Herri hangs around my neck. I still can't say I know the first thing about the man. I've spent weeks in million-volume libraries, half a dozen first-rate art history collections, and no end of regional stadhuizen, and have turned up only the tip of already familiar evidence. Bles's life span remains, despite Yankee ingenuity, framed in question marks. I've nailed down an account of Patinir, with a suggestion that Bles was the older man's nephew or cousin. Fault Flemish; neef means either. What to do when one language has two words that the other smears into a single concept? Modalities continue to elude me: two kinds of forgetting, living, believing, remembering. Two distinct becauses! My attempts to read primary sources are humbling lessons in how enormously my own thoughts are bound in native lexicon.
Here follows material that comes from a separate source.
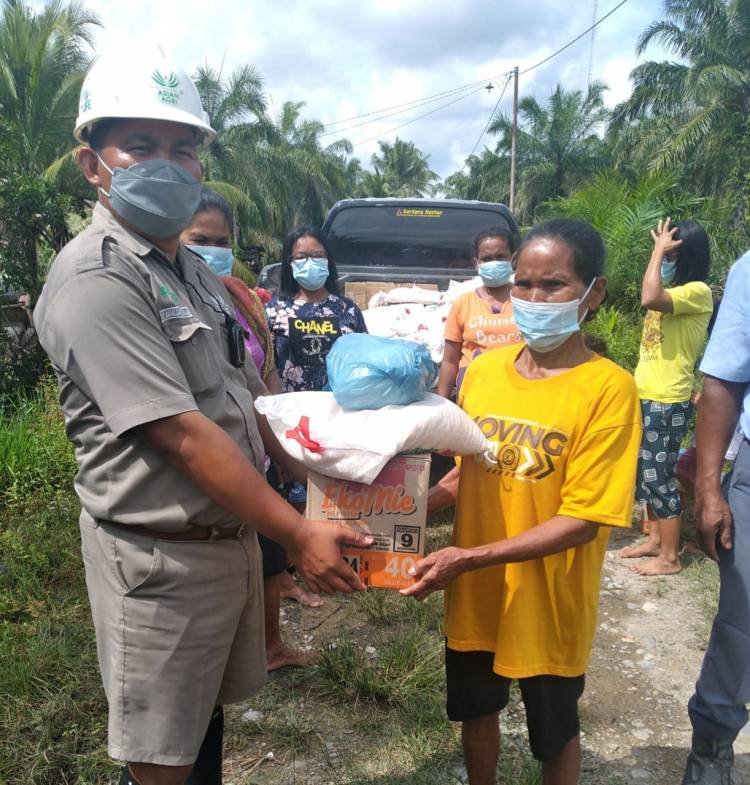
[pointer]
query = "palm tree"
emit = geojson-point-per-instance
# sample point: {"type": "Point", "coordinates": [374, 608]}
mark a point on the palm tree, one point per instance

Whatever I call a thing, it is never quite what I've called it. It's miraculous that my mother tongue allows me to realize even that much.
I've come across a source that confuses my man's dates with his cousin-uncle's. (I remember, two years ago, your take on those art-jargon letters fl. "How beautiful; it doesn't matter when the man lived — he flourished around 1542." Believe me: half the charm of this European supermarket raid is imagining what you would make of the Leuven town hall.) Met de Bles, or Blesse. Topknot. How's about Middle High Dutch: with the Blaze. An accident of health left a livid mark across his forehead. Or I could fake a theory: Blesse, a bleeding in of the French wound. Where's my co-conspirator when I need her?
You want to know whether I have any new angle on the paintings themselves. The most convenient conclusion would be that met de Bles was actually a pseudonym, a composite of student panelists from Patinir's workshop, an art factory at least partly documented. I've hunted down a dozen panels. In the paintings themselves (all that's left of Herri, now that his blaze has faded), nothing but the trace of competence — a jagged line, an apprentice, conventional, narrow use of color, a formulaic compositional sense. None is more than marginally memorable except the occasional pastoral arrangement with, somewhere in the background, the chance catastrophe — the painted town in the nonchalant process of being lost.